Abu Ghraib has always been a terrifying place to Iraqis -- Saddam Hussein used it as his primary torture chamber -- but in 2004, when graphic photographs of American soldiers abusing prisoners surfaced, Abu Ghraib took on deeper meaning.

"The details of what happened in those cellblocks between the American soldiers and Iraqi detainees are well known," says producer/director Michael Kirk, "but how and why it happened is what took us into the heart of Abu Ghraib that night."

In "The Torture Question", FRONTLINE traces the history of how decisions made in Washington in the immediate aftermath of Sept. 11 -- including an internal administration battle over the Geneva Conventions -- led to a robust interrogation policy that laid the groundwork for prisoner abuse in Afghanistan; Guantanamo Bay, Cuba; and Iraq.

The political firestorm ignited by the Abu Ghraib photos and the shocking revelations that followed resulted in 12 Department of Defense investigations. One of them, a commission of ex-defense secretaries, found that there were lapses in oversight in the Pentagon, but that the practices had not been condoned. So far there have been arrests and convictions of some low-level soldiers and reprimands for the colonel in charge of Abu Ghraib, Thomas Pappas, as well as for Army Reserve Gen. Janis Karpinski.

"They can do whatever they want; they could make it appear any way they want.

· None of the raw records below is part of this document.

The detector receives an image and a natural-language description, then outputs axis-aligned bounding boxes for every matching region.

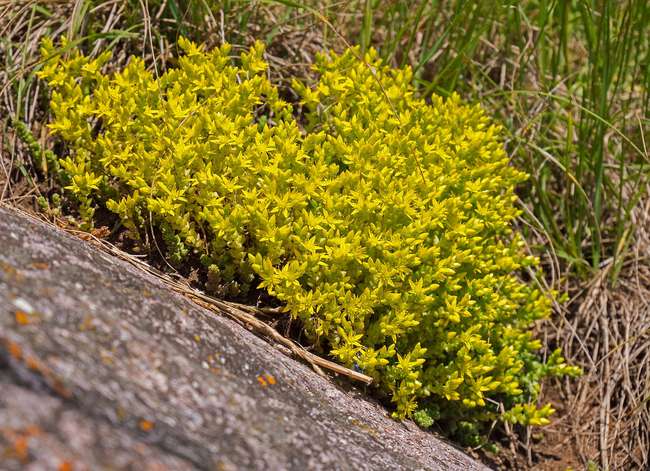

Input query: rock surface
[0,207,485,471]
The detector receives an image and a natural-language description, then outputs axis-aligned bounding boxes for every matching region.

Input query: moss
[41,40,576,436]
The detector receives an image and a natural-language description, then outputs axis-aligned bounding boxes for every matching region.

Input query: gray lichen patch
[0,208,484,471]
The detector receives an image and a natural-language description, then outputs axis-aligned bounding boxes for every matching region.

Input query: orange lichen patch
[58,461,74,471]
[29,262,50,270]
[5,340,23,360]
[0,338,72,399]
[139,419,154,432]
[79,315,95,331]
[0,262,24,281]
[25,355,43,371]
[13,435,29,463]
[14,309,33,325]
[2,425,42,464]
[257,373,277,386]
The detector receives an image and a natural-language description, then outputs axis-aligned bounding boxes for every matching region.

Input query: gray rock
[0,208,485,471]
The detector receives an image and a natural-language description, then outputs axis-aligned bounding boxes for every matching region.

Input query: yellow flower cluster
[40,40,576,438]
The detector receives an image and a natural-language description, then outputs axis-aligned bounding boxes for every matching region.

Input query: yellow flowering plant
[40,39,578,446]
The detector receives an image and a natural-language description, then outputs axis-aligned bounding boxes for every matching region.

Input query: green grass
[120,0,650,282]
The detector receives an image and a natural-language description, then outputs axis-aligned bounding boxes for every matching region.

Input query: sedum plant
[40,40,578,442]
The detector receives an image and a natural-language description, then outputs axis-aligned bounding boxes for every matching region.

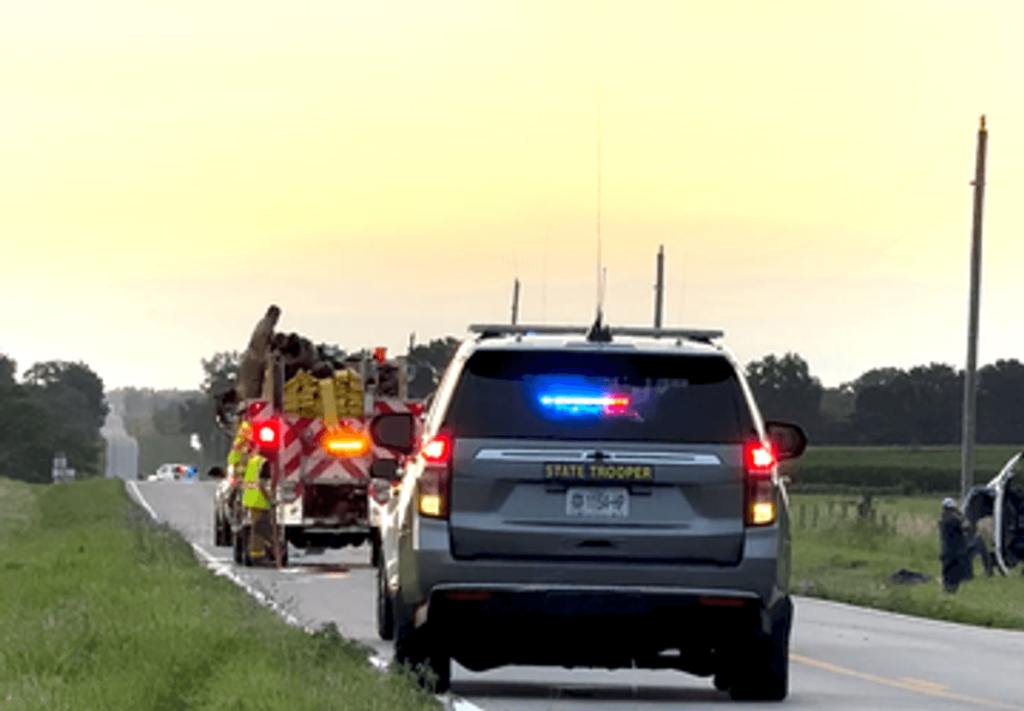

I will not be silenced," Karpinski tells FRONTLINE. "I will continue to ask how they can continue to blame seven rogue soldiers on the nightshift when there is a preponderance of information right now, hard information from a variety of sources, that says otherwise."

"The Torture Question" traces the aggressive development of the administration's interrogation policy in the aftermath of 9/11, where the push for "actionable intelligence" led to authorization for interrogators to strip detainees, degrade prisoners with sexual humiliation techniques and use dogs for intimidation.

Former White House and Justice Department legal advisers who were involved in drafting many of the administration's boldest proposals agreed to talk to FRONTLINE. "There was a powerful set of shared assumptions we had in the wake of 9/11, and one of the most powerful was the assumption that we would never be forgiven if we failed to do something that was within the power of our government lawfully to protect the public from a further attack," says Associate White House Counsel Bradford Berenson.

The legal framework developed by administration lawyers like Berenson, Alberto Gonzales and John Yoo provided the impetus for unprecedented rules for interrogating detainees, rules authorized by Secretary of Defense Donald Rumsfeld -- rules officials insist never condoned torture.

FRONTLINE follows the implementation of the Rumsfeld rules from the battlefields of Afghanistan to the detention facilities at Guantanamo Bay, where eventually the FBI began to document a trail of abuses by interrogators.

In one e-mail, an agent reports on conditions in an interrogation room: "[T]he A/C had been turned off, making the temperature in the unventilated room probably well over 100 degrees. The detainee was almost unconscious on the floor, with a pile of hair next to him. He had apparently been literally pulling his own hair out throughout the night."

In this report, American soldiers give first-hand accounts of their involvement in the harsh treatment of prisoners. Moreover, one former Army interrogator and member of a special intelligence team insists that the use of torture was happening all over Iraq. Other military sources, some of whom had to be disguised, confirm that prisoner abuse is a more widespread problem than previously reported.

"The Torture Question" provides the context for understanding how the rules were confused, how lines of authority were blurred, and what happens when the authorization of "coercive interrogation" makes it way into the battle zone.